A Few Promises

This week, before yet another tiresome excessive seasonal snow storm dumped graced us with another foot of snow, Jim and I went to Boston’s Logan Airport to pick up our son Will and his family. They’d been on a five month trip to the Far East perhaps to escape our winter. Will, like many in his generation, can work from anywhere, so New Zealand, Indonesia and Japan were his young family’s homes for the winter. Or rather, most of the winter.

We don’t travel all that much these days unless you count trips to the compost pile, but we get to go to the airport frequently to pick up or drop off family travelers. We have always sailed into the airport, left beloveds off or picked beloveds up without any problems.

This time Jim was very focused on us parking in a cell phone lot while we waited for Will and his family. Why? I do not know. I suggested we go to the place where we always have gone in front of terminal E but no, we were going to a cell phone lot. This also seemed to require, in Jim’s estimation, turning his phone on IN OUR DRIVEWAY and listening to google maps all the way to Boston.

Will’s family’s flight was coming in shortly before 6 am so we were in the car listening to the dulcit tones of Google maps at 3:30 am. The insanity of listening to some fake voice giving us directions on roads we have driven for forty five years did not escape me, but I was co-pilot not pilot so I didn’t interrupt the google lady to express an opinion. Whatever.

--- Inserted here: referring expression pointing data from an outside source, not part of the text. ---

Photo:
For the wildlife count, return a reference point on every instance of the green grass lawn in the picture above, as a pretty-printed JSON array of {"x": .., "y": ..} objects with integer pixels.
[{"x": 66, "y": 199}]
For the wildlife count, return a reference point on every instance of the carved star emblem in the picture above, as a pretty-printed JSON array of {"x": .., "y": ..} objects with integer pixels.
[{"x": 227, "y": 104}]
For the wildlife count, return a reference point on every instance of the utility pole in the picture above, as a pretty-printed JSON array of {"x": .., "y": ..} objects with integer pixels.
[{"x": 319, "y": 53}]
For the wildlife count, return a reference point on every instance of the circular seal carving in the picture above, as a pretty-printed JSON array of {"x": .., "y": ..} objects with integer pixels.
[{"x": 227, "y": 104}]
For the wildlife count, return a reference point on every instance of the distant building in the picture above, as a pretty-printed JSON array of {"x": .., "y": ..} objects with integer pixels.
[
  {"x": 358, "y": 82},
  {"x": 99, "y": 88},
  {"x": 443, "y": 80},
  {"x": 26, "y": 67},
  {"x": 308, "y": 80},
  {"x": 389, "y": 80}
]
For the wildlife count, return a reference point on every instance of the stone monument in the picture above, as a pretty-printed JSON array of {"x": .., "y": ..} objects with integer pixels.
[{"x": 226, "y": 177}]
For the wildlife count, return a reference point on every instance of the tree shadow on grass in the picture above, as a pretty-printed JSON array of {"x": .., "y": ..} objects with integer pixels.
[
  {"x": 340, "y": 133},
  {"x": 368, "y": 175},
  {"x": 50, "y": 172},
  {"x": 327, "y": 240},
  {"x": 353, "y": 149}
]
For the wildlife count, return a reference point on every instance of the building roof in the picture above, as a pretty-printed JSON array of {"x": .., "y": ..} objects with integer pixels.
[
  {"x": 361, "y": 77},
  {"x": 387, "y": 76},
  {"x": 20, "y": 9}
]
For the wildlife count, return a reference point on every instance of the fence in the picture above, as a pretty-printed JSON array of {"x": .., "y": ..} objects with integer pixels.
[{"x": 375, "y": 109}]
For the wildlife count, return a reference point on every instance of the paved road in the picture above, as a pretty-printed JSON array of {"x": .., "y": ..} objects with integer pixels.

Once through the Callahan tunnel and onto the airport loop road, the fun began. Or as my grandfather always said, “When you fall through the ice with your snowshoes, your trouble she’s just begun.” We knew right where terminal E and its parking lot for waiting in the car for pickup was, but apparently the google lady had a better idea. Soon we found ourselves looping on unfamiliar, outside the airport roads with the voice saying over and over to us “Make a U turn.” As the road was two lane with oncoming tractor trucks, this did not seem like a good plan. It was at this point I considered throwing Jim’s phone out the window.

Over the google woman’s voice I encouraged that person I was driving with Jim to just go to the lot across the street from terminal E as we had done for the past 45 years. After some “discussion”, we went to that parking lot and seamlessly picked up our dear beloveds. They were so tired that they probably did not notice that Jim and I looked a bit rumpled from our tiff.

We drove home without google lady and in the aftermath, it occurred to me I wanted to make the following promises.

  1. If you contact Green Hope Farm you will always connect with a human and never AI.
  2. AI will never write this blog or any other document coming from Green Hope Farm.
  3. All Flowers will be grown, harvested, made into and bottled as Flower Essences and shipped by humans not AI.
  4. Green Hope Farm will have as little to do with AI as possible.
  5. Photos will always be taken by a human and filters are never used.